Quick & Healthy Moo Shu Pork Recipe
This Quick & Healthy Moo Shu Pork Recipe is a fast, nutritious stir-fry made with tender pork, crisp vegetables, and a light savory-sweet sauce. Perfect for busy weeknights, it delivers classic Chinese-inspired flavours with less oil and fewer calories while staying incredibly satisfying.
Prep Time 20 minutes mins
Cook Time 10 minutes mins
Course Main Course
Cuisine Chinese
Servings 4
Calories 320 kcal
For the Pork Marinade
- 1 lb 450 g pork tenderloin, thinly sliced against the grain
- 1 tablespoon low-sodium soy sauce or tamari
- 1 teaspoon sesame oil
- 1 teaspoon Shaoxing wine or dry sherry optional
- 1 teaspoon cornstarch
- Pinch of black or white pepper
For the Stir-Fry
- 1 tablespoon vegetable or avocado oil divided
- 3 large eggs lightly beaten
- 1 medium onion thinly sliced
- 2 –3 cloves garlic minced
- 1 tablespoon fresh ginger minced
- 3 cups shredded napa or green cabbage
- 1 cup shredded carrots
- 1 cup sliced mushrooms shiitake or button
- 4 green onions cut into 1-inch pieces
- 1 cup bamboo shoots or water chestnuts optional
For the Sauce
- 2 tablespoons low-sodium soy sauce
- 1½ tablespoons hoisin sauce
- 1 tablespoon rice vinegar
- ½ cup low-sodium chicken or vegetable broth
- 1 teaspoon honey or sugar optional
- 1 teaspoon cornstarch mixed with 1 tablespoon water optional, for thickening
For Serving
- Mandarin pancakes flour tortillas, or lettuce leaves
Marinate the Pork
In a bowl, combine sliced pork with soy sauce, sesame oil, Shaoxing wine, cornstarch, and pepper. Toss well and set aside for 10–15 minutes.
Prepare the Sauce
In a small bowl, whisk together soy sauce, hoisin sauce, rice vinegar, broth, and honey (if using). Set aside. Keep cornstarch slurry separate if using.
Cook the Eggs
Heat 1 teaspoon oil in a wok or large skillet over medium heat. Pour in beaten eggs, swirl to form a thin omelet, cook until just set, then remove and slice into thin strips.
Cook Vegetables
Add remaining oil to the pan. Stir-fry onions and mushrooms for 30–45 seconds. Add garlic and ginger, cook briefly, then add cabbage, carrots, and optional bamboo shoots. Toss on high heat for 1–2 minutes until crisp-tender.

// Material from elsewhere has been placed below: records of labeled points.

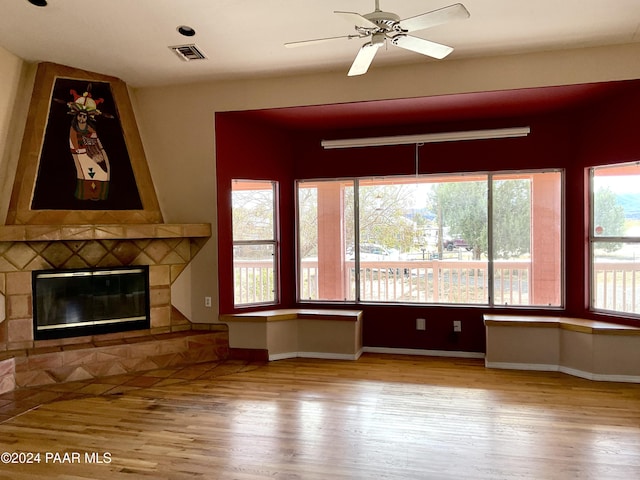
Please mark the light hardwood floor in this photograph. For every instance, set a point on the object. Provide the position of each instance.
(386, 417)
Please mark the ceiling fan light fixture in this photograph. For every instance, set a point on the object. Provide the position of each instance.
(186, 31)
(488, 134)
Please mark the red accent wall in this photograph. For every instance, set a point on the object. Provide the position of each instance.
(573, 138)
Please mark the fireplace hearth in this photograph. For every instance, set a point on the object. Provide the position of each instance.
(90, 301)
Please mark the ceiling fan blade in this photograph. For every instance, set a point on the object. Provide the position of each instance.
(304, 43)
(420, 45)
(364, 58)
(357, 19)
(456, 11)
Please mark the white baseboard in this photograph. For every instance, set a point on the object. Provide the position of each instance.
(426, 353)
(600, 377)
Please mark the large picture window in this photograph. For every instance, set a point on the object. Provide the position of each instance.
(615, 238)
(255, 246)
(490, 239)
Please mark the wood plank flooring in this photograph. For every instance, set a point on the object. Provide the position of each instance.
(384, 416)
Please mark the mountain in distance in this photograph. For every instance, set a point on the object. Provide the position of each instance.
(631, 204)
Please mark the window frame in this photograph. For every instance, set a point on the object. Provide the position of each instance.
(595, 240)
(489, 178)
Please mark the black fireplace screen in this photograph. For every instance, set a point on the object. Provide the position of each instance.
(71, 303)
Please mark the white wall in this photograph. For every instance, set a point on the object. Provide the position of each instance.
(177, 122)
(16, 84)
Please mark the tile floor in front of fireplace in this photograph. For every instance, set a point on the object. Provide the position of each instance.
(24, 399)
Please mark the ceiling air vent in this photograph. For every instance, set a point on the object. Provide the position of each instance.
(188, 52)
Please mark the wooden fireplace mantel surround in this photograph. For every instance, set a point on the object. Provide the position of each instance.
(47, 237)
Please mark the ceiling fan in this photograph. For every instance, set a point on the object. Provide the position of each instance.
(381, 26)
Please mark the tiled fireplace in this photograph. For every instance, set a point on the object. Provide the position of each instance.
(41, 239)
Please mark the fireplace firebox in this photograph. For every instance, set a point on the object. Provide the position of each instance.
(79, 302)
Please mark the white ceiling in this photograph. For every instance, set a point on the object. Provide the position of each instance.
(128, 39)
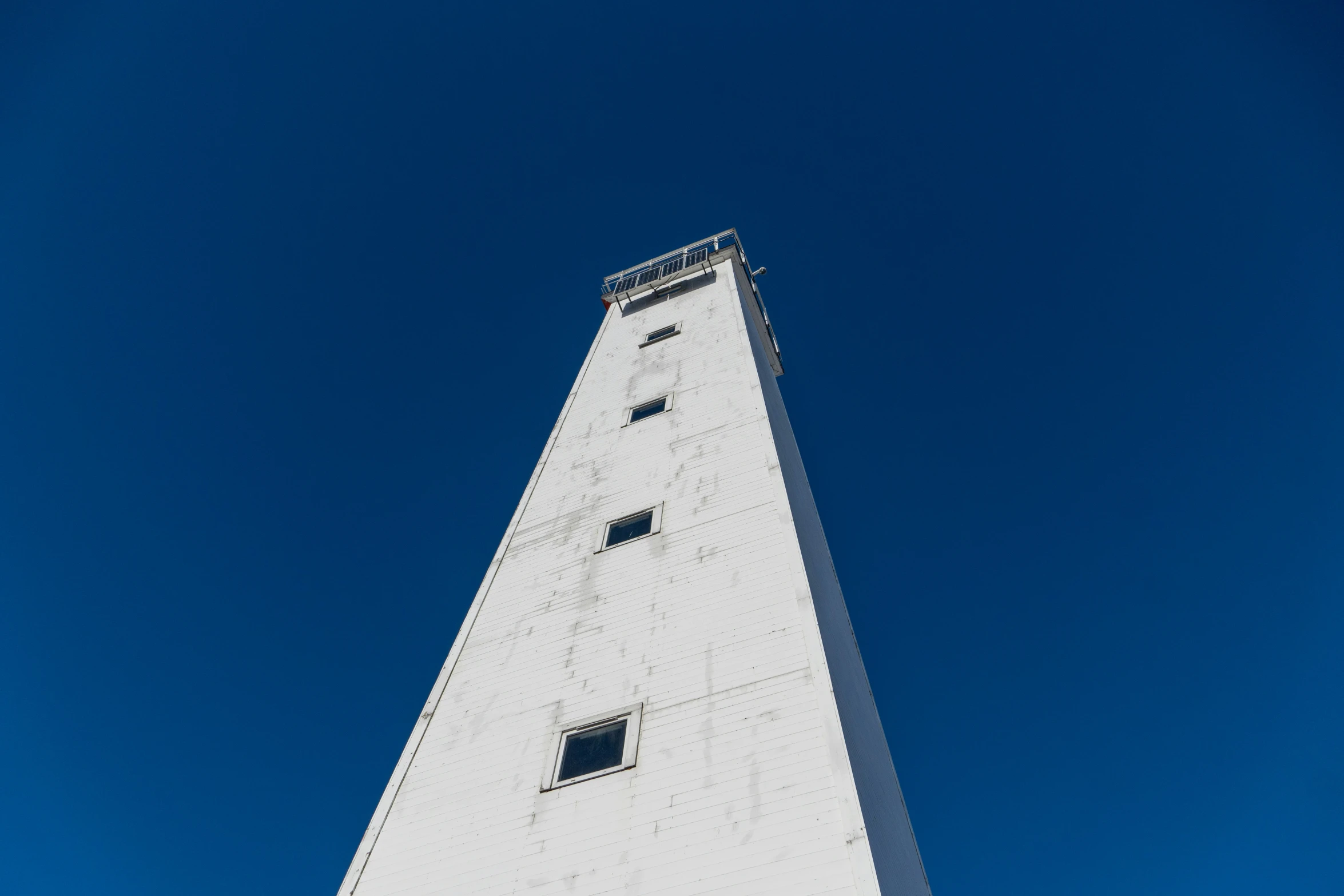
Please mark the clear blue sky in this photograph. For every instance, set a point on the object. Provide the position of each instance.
(291, 294)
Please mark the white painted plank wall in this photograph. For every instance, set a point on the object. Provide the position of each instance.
(742, 782)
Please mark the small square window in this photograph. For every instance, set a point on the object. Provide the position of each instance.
(656, 406)
(594, 747)
(629, 528)
(593, 750)
(662, 333)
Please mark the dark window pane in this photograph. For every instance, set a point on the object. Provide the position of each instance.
(648, 410)
(632, 528)
(593, 750)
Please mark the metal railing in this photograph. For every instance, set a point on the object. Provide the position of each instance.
(669, 264)
(682, 258)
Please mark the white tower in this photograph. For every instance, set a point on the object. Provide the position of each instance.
(656, 690)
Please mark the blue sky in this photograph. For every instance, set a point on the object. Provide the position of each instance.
(291, 294)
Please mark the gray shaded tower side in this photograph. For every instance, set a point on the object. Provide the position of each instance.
(886, 821)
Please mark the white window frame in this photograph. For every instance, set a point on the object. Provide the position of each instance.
(631, 410)
(662, 339)
(655, 527)
(634, 715)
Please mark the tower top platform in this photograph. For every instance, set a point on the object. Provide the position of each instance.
(670, 264)
(675, 265)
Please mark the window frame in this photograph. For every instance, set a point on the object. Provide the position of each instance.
(655, 527)
(662, 339)
(670, 398)
(629, 752)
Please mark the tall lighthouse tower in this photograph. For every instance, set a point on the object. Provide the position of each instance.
(656, 690)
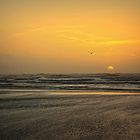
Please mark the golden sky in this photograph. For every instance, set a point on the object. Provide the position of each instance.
(57, 36)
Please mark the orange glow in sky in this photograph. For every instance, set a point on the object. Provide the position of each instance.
(42, 36)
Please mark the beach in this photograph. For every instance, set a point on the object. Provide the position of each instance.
(69, 115)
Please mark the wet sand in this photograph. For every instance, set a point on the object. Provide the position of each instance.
(65, 116)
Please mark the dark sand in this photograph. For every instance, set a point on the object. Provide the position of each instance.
(43, 116)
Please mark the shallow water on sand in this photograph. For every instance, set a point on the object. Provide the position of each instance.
(70, 82)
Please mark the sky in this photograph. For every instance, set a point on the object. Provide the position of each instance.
(58, 36)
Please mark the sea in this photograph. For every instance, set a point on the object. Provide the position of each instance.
(105, 82)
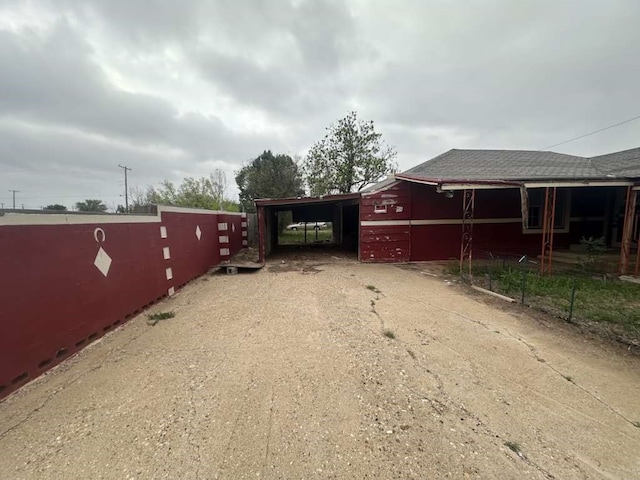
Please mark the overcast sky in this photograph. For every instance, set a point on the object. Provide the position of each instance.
(178, 88)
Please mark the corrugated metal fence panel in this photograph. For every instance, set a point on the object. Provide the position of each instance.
(64, 285)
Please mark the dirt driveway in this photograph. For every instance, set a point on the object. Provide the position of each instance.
(286, 373)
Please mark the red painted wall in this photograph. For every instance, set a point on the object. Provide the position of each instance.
(391, 243)
(422, 242)
(54, 300)
(442, 242)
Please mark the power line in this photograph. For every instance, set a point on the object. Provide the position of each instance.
(592, 133)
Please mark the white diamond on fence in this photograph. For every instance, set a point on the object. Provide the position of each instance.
(102, 262)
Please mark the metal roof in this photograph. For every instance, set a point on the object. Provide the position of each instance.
(521, 165)
(305, 200)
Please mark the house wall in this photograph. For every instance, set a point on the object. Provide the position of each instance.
(54, 300)
(385, 234)
(428, 225)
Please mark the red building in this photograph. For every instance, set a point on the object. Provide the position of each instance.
(502, 201)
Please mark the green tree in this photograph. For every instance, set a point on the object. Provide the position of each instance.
(350, 156)
(205, 192)
(268, 176)
(56, 206)
(91, 205)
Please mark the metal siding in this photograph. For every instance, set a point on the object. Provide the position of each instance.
(54, 301)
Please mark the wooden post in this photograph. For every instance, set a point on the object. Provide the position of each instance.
(548, 226)
(627, 230)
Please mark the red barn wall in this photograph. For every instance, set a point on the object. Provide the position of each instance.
(436, 226)
(428, 225)
(53, 298)
(385, 236)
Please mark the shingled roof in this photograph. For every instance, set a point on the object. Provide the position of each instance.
(621, 164)
(523, 165)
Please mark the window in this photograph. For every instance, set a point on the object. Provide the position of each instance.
(536, 209)
(379, 208)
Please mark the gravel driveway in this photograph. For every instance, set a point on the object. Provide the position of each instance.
(286, 373)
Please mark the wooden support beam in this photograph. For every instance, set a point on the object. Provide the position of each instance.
(466, 243)
(548, 227)
(627, 231)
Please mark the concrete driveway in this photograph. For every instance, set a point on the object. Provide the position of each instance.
(287, 373)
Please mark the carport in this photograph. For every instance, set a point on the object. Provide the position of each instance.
(341, 210)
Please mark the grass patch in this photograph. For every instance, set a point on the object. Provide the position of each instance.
(513, 446)
(597, 299)
(154, 318)
(296, 237)
(389, 333)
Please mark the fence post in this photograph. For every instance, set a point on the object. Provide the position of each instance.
(573, 298)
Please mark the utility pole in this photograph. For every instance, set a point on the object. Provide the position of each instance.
(126, 188)
(14, 197)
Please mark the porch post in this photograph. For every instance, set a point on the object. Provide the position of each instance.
(627, 230)
(466, 244)
(548, 226)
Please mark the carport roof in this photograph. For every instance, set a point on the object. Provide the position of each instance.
(276, 202)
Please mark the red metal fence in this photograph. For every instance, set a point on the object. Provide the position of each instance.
(68, 279)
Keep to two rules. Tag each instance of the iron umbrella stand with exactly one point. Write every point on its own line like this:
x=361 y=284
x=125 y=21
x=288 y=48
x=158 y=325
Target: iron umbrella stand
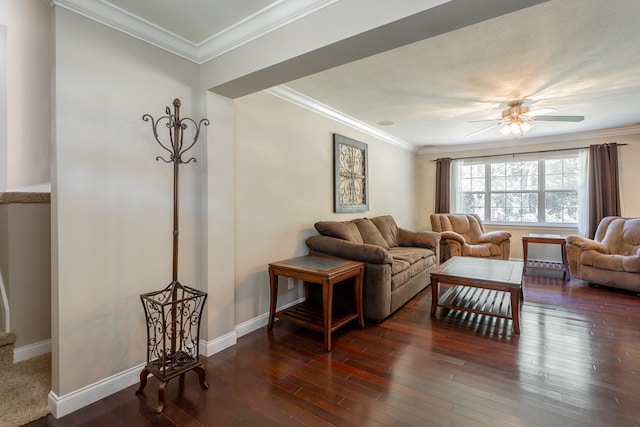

- Health Tip: Use lettuce wraps instead of pancakes for a low-carb version.
- Protein Swap: Pork can be replaced with chicken breast, shrimp, or tofu.
- Storage: Store leftovers in an airtight container in the refrigerator for up to 3–4 days.
- Reheating: Reheat quickly in a hot skillet with a splash of water or broth.
- Flavour Boost: Finish with a few drops of sesame oil or chili oil before serving.